Entonces recortan cuatro esquinitas, cuatro esquinitas de nada que permiten a Cuadradito entrar en la Casa Grande junto a todos los Redonditos.
He reflexionado (y escrito artículos y libros) sobre esta exigencia de la escuela que es la atención a la innegable diversidad. Uno de ellos, publicado hace años por la Universidad Uniminuto de Bogotá, se titula ‘La gallina no es un águila defectuosa’. Cada vez me resulta más inquietante ese carácter homogeneizador que tienen las instituciones educativas: todos, todos a la vez, todos lo mismo, todos de la misma manera y todos en los mismos tiempos. Por supuesto: todos y todas con la misma evaluación.

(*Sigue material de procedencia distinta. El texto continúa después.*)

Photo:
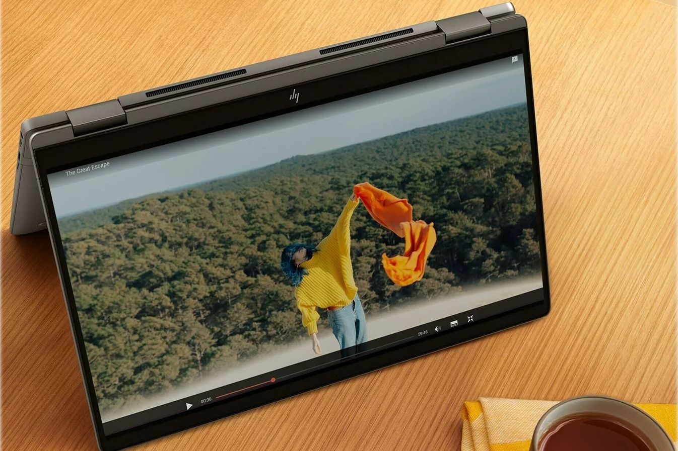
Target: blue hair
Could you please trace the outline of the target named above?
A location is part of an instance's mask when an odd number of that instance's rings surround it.
[[[308,274],[308,272],[304,268],[297,266],[292,259],[296,251],[302,248],[306,249],[306,260],[310,260],[313,257],[313,253],[318,250],[315,246],[293,242],[285,246],[283,254],[280,256],[280,269],[285,273],[285,276],[292,282],[293,286],[300,284],[304,276]]]

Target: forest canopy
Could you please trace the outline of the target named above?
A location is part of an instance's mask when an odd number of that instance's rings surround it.
[[[407,198],[437,233],[424,278],[401,288],[380,256],[401,253],[402,240],[356,210],[351,258],[368,317],[538,272],[525,104],[62,218],[100,408],[305,336],[281,251],[317,244],[362,181]]]

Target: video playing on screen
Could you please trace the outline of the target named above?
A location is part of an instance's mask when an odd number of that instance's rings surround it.
[[[48,180],[104,423],[542,287],[522,57]]]

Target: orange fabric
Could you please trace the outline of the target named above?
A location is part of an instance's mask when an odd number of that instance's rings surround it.
[[[433,223],[412,221],[412,206],[407,199],[399,199],[367,182],[354,186],[353,193],[375,221],[405,238],[402,255],[382,255],[382,265],[388,278],[401,286],[420,280],[426,259],[435,244]]]
[[[412,206],[407,199],[399,199],[366,181],[354,186],[353,193],[363,201],[373,219],[400,238],[405,238],[400,223],[412,221]]]

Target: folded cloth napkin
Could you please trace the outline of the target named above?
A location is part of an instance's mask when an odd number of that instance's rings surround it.
[[[481,398],[462,408],[462,451],[529,451],[532,433],[557,401]],[[675,404],[635,404],[676,442]]]

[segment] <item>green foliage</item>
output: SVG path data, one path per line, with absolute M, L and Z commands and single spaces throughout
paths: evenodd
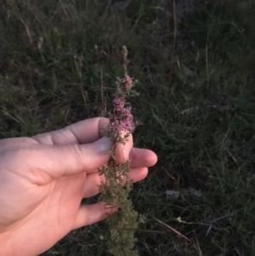
M 139 254 L 255 255 L 252 1 L 207 1 L 183 17 L 163 1 L 123 11 L 106 2 L 61 1 L 73 15 L 58 1 L 0 0 L 0 137 L 105 116 L 127 45 L 139 81 L 129 100 L 143 123 L 135 146 L 159 156 L 128 197 L 146 215 Z M 108 256 L 108 231 L 104 223 L 74 230 L 43 255 Z

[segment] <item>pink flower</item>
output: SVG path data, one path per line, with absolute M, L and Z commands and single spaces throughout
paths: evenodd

Me imagino a los treinta o cuarenta pacientes que un médico de familia atiende en una mañana, esperando su llegada a causa del retraso que ha provocado un desafortunado accidente de tráfico del doctor. Imaginemos que, cuando llega, les pide silencio e inmovilidad para diagnosticarlos. Les observa brevemente e, inmediatamente, extiende una receta de lo que todos y cada uno tienen que tomar y de lo que todos y cada uno tienen que hacer para solucionar el problema de salud que padecen y para mejorar el funcionamiento de su organismo. ¿Qué sucedería? No es difícil imaginarlo. Uno tendría graves problemas por ser alérgico al producto recetado, a otro no le serviría para nada y a un tercero le podría venir bien por pura casualidad. Cuánta razón tiene mi amigo José Antonio Bravo al poner el siguiente el título a un pequeño libro: ‘Enseñar desde el cerebro del que aprende’.

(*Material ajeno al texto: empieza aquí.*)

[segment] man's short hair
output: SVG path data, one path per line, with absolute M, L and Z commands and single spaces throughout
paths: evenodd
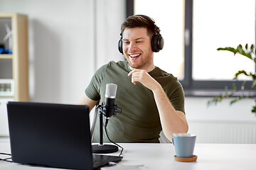
M 151 22 L 149 19 L 152 20 Z M 147 33 L 149 37 L 151 37 L 154 34 L 157 33 L 156 26 L 154 24 L 153 19 L 149 17 L 149 19 L 142 17 L 142 16 L 129 16 L 122 24 L 121 26 L 121 35 L 124 29 L 127 28 L 146 28 L 147 30 Z

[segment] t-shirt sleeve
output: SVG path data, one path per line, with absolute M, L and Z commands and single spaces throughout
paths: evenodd
M 176 87 L 169 98 L 175 110 L 182 111 L 185 113 L 185 96 L 183 87 L 178 81 L 176 81 L 174 84 Z
M 104 65 L 97 70 L 88 86 L 85 89 L 85 92 L 86 96 L 93 101 L 98 101 L 100 99 L 100 87 L 101 82 L 104 79 L 105 68 L 106 67 Z

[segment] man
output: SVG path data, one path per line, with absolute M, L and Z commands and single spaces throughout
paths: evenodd
M 160 30 L 149 17 L 132 16 L 122 23 L 121 30 L 119 48 L 127 61 L 110 62 L 100 68 L 79 104 L 91 110 L 105 101 L 106 84 L 116 84 L 115 103 L 122 113 L 110 119 L 107 129 L 110 139 L 115 142 L 159 142 L 163 130 L 171 141 L 173 133 L 188 131 L 188 123 L 181 84 L 154 64 L 153 50 L 162 47 L 153 47 L 152 39 L 159 35 Z M 156 44 L 161 42 L 160 40 Z M 98 122 L 93 142 L 99 142 Z M 105 133 L 104 140 L 108 142 Z

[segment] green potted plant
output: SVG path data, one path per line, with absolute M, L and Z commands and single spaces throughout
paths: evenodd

También he propuesto, para reflexionar sobre el tema de la atención a la diversidad la historia de Procusto, un bandido del Ática que construyó en la casa un lecho de hierro. Salía por las calles y detenía a los viandantes, les invitaba a cenar en su casa. Después de la cena les tendía sobre el lecho. Ajustaba la cabeza del individuo a la cabecera de la cama de hierro, lo extendía a lo largo y, si le sobresalían los pies o las piernas se los cortaba. Si el invitado era más corto que la cama, lo descoyuntaba para que se ajustase a las dimensiones de la cama. Es decir, que en lugar de ajustar las camas al tamaño del individuo, ajustaba el individuo al tamaño de la cama. Me preguntaba al finalizar el texto si la escuela no sería como el lecho de Procusto: un lugar en el que en vez de acomodar el currículum al tamaño de los alumnos, acomoda a los alumnos a las exigencias del currículum. Procusto significa el que descoyunta y fue ajusticiado por el rey Teseo que le aplicó el mismo castigo que él infligía a sus víctimas.
Importante cuestión sobre la que reflexioné en otro pequeño libro titulado ‘El pato en la escuela o el valor de la diversidad’. Una cuestión que no solo exige actitudes y prácticas sensibles a los docentes sino políticas inteligentes y generosas a los políticos.